Another strategy that has been proposed for the treatment of obesity is to inhibit pancreatic lipase, which consequently decreases lipid absorption in the intestine
[77][19]. The underlying concept is that for any dietary fat being absorbed in the human intestine, the fat should be broken down enzymatically by the action of pancreatic lipase
[78][20]. Pancreatic lipase activity is therefore widely considered as one of the most important indicators for the determination of the anti-obesity potential of natural products
[79][21]. Orlistat, a potent, specific, and irreversible inhibitor of pancreatic and gastric lipases, is a weight-loss agent with a novel mechanism of action for the treatment of obesity. It inhibits gastric and pancreatic lipases in the lumen of the gastrointestinal tract to decrease systemic absorption (30%) of dietary fat
[80][22]. However side effects such as diarrhea, fecal incontinence, flatulence, bloating and dyspepsia are commonly developed
[11][23]. Due to these adverse effects, there has been a long-standing interest in discovering well-tolerated natural inhibitors for nutrient digestion and absorption.
The potential inhibitory activity against pancreatic lipase was also reported by examining the effect of HSE on fat absorption-excretion and body weight in rats
[12][8]. Thus, continuous administration of
H. sabdariffa polyphenols might improve obesity-related metabolic disorders in a similar manner to orlistat
[36][24]. While this action may be viewed as a potential strategy in obesity management, its mechanism in obesity therapy is yet to be explored.
4. Effect of HSE on Adipocyte Differentiation (Adipogenesis)

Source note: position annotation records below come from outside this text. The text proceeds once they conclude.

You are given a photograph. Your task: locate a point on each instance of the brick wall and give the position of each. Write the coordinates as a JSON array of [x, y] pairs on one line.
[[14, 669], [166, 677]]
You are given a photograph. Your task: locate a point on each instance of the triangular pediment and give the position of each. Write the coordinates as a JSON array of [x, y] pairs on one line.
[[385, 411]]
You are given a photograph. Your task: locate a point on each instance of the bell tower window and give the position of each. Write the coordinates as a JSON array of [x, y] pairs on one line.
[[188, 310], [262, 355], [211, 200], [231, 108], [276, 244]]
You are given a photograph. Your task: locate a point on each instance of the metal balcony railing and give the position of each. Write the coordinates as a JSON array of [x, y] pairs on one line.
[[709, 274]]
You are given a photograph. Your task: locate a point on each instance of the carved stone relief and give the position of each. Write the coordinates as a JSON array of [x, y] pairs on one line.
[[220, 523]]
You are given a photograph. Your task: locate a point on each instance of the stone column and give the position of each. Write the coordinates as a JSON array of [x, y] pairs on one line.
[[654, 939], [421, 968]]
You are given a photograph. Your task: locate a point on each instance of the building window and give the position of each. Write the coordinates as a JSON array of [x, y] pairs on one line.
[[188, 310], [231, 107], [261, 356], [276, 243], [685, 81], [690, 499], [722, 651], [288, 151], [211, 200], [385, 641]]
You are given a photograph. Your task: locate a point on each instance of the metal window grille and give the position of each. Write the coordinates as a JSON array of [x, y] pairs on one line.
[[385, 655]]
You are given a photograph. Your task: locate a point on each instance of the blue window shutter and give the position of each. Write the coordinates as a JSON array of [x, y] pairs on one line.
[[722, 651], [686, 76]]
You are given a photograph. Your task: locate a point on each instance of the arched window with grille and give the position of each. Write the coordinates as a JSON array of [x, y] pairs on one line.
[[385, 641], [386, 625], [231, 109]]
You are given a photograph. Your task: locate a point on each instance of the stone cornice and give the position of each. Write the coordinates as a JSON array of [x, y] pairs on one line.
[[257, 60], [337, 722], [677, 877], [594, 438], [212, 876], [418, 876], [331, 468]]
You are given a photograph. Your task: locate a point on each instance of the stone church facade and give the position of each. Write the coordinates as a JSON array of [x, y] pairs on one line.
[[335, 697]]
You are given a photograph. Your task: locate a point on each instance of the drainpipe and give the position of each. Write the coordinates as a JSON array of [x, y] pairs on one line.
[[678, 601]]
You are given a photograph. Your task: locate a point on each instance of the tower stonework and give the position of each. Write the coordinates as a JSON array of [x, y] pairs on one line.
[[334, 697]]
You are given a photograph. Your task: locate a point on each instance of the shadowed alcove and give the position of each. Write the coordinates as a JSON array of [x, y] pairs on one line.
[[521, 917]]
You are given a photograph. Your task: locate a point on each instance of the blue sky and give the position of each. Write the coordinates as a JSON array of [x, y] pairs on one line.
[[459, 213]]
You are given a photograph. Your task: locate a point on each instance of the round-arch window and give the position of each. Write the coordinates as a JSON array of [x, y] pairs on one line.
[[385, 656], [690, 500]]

Adipogenesis is the process by which cells differentiate into adipocytes. This process involves the conversion of preadipocytes into mature adipocytes with intracellular lipid accumulation
[81][25]. Adipocytes are cells that primarily compose adipose tissue, specialized in storing energy as fat
[82][26]. They play an important role in regulating adipokine secretion which promotes adipogenesis. Therefore, understanding the molecular mechanisms that regulate adipogenesis is important for exploring anti-obesity therapy
[83][27].
Adipocyte differentiation is a critical phenomenon in the development and progression of obesity
[84][28]. Adipocyte differentiation has been reported to be mainly mediated by the transcription factors PPARγ and C/EBPα
[81][25]. These adipogenic transcription factors that are implicated to activate a number of genes induced during adipocyte differentiation is a master regulator of adipogenesis
[85,86,87][29][30][31]. Hence, a down-regulation of PPARγ and C/EBPα has been viewed as a strategy to obstruct adipogenesis in adipocytes. Several studies have reported that extract of various medicinal plants attenuates expression of PPARγ and C/EBPα
[10,61,88,89,90,91][32][4][33][34][35][36].

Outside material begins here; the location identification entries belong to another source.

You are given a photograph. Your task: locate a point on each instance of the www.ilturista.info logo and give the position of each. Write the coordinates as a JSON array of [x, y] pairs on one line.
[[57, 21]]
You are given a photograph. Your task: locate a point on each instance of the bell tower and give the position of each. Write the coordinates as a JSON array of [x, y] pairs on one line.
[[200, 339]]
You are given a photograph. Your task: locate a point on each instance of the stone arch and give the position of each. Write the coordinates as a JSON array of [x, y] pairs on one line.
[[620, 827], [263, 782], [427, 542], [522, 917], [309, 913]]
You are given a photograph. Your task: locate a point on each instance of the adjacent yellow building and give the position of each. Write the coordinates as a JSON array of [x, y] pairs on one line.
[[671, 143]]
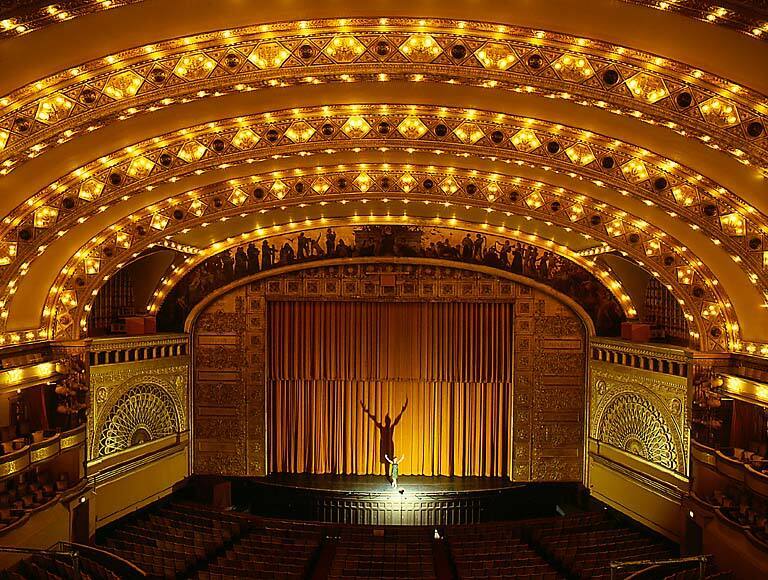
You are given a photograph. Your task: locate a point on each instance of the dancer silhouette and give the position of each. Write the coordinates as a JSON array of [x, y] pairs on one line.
[[386, 435]]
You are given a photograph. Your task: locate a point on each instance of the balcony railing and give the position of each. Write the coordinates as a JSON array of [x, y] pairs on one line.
[[125, 349], [30, 455], [665, 359]]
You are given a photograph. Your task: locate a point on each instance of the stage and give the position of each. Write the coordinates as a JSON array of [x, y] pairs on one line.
[[416, 501]]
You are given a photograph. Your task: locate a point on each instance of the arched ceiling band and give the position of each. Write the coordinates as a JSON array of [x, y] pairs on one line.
[[154, 20], [268, 196], [523, 141], [718, 112]]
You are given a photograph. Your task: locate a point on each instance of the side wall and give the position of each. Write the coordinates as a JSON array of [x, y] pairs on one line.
[[229, 379], [138, 427], [638, 444]]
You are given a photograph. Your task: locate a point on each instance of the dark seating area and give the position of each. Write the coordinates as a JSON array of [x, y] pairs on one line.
[[274, 550], [585, 545], [50, 566], [495, 551], [172, 540], [383, 553], [188, 540]]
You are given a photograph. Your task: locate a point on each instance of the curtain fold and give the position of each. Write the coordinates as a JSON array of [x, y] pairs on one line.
[[340, 373]]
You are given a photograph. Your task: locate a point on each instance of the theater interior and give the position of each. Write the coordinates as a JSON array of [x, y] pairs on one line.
[[383, 289]]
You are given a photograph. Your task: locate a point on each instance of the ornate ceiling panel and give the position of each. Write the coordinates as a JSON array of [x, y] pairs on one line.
[[74, 218]]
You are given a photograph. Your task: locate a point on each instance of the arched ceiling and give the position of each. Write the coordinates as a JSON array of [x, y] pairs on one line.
[[197, 124]]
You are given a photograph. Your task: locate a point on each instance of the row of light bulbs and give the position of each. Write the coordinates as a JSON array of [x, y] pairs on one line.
[[238, 187], [126, 84]]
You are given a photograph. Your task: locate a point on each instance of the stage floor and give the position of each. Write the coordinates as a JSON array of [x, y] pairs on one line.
[[379, 483]]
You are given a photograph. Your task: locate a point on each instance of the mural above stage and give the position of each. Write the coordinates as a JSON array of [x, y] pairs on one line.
[[506, 254]]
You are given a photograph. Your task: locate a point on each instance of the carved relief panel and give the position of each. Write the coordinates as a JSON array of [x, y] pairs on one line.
[[138, 401], [640, 412]]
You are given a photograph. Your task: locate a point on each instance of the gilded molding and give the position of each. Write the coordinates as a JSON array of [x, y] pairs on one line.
[[669, 353], [110, 382], [290, 55], [229, 389], [641, 412]]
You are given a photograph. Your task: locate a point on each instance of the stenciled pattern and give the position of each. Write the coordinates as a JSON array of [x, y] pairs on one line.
[[617, 79]]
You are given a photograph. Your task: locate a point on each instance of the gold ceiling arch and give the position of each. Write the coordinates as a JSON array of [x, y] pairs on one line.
[[519, 140], [685, 275], [50, 117], [604, 274], [722, 114], [25, 19]]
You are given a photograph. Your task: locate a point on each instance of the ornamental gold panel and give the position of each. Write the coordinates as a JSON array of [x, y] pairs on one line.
[[640, 412], [136, 402]]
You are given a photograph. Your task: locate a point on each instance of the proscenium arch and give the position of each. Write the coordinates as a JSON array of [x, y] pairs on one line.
[[208, 129], [152, 21], [604, 276], [35, 18], [726, 278], [238, 221], [189, 323]]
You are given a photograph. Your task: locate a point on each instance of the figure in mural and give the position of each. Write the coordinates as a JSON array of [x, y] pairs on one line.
[[479, 247], [395, 463], [241, 263], [253, 259], [369, 241], [467, 248], [266, 255], [517, 259], [386, 436], [330, 242], [317, 250], [286, 254], [303, 247]]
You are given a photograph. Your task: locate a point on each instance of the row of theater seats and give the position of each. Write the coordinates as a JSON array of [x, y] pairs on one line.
[[49, 566], [184, 540], [173, 539], [271, 549], [366, 552], [743, 507], [495, 551], [586, 545], [693, 574]]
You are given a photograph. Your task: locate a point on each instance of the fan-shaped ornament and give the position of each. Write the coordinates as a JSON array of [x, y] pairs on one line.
[[143, 413], [633, 424]]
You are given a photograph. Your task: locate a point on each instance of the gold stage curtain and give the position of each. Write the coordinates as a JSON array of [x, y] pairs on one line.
[[452, 362]]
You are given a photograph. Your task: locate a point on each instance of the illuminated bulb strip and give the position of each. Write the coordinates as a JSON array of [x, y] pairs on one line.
[[605, 276], [624, 214], [243, 39], [355, 125]]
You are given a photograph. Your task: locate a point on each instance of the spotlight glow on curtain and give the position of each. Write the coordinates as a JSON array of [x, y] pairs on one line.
[[337, 369]]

So far, only a few studies have reported and confirmed the effect of HSE on adipocyte differentiation. Kim et al.,
[68][37] first reported the effect of HSE treatment on adipocyte differentiation from 3T3-L1 preadipocytes and found that HSE blocked adipogenesis, possibly mediated through the suppression of adipogenic transcription factor expression. HSE treatment (100 mg/mL) inhibited the expression of major adipogenic transcription factors PPAR-γ and C/EBP-α, nuclear hormone receptors that regulate adipogenesis during differentiation. The authors further stated that this inhibitory effect of HSE on the transcription factors was target specific
[68][37]. Further studies by Kim et al.
[10][32], also confirmed that HSE can inhibit the adipogenic transcription factors by blocking the MAPK-mediated signaling pathway during adipocyte differentiation. They reported that HSE significantly decreased the mRNA levels of leptin (a hormone predominantly made by adipose cells that helps to regulate energy balance) during differentiation. Hence, suggesting that the effect of HSE on adipocyte differentiation was also mediated by the regulation of leptin
[10][32].
A recent study performed on 3T3-L1 pre-adipocytes cells revealed that
H. sabdariffa aqueous extract and
H. sabdariffa polyphenols at concentrations 500 µg/mL and 10 µg/mL significantly inhibited adipogenic differentiation of pre-adipocytes
[58][38]. These authors concluded that polyphenols contained in
H. sabdariffa are mainly accountable for its effect on adipogenesis. Kao et al.
[8][17], also showed that
H. sabdariffa polyphenolic extract (HPE) was more efficient in suppressing adipogenesis than HSE as markers of adipocyte differentiation, while SREBP 1 was found to decrease in a concentration-dependent manner following treatment with both HSE and HPE. The authors reported in their study that after inducing maturation of preadipocyte, HPE suppressed the adipogenesis of mature adipocyte cells. This corroborates with the previously reported findings that polyphenols are the major active components in HSE that are responsible for its anti-obesogenic effect.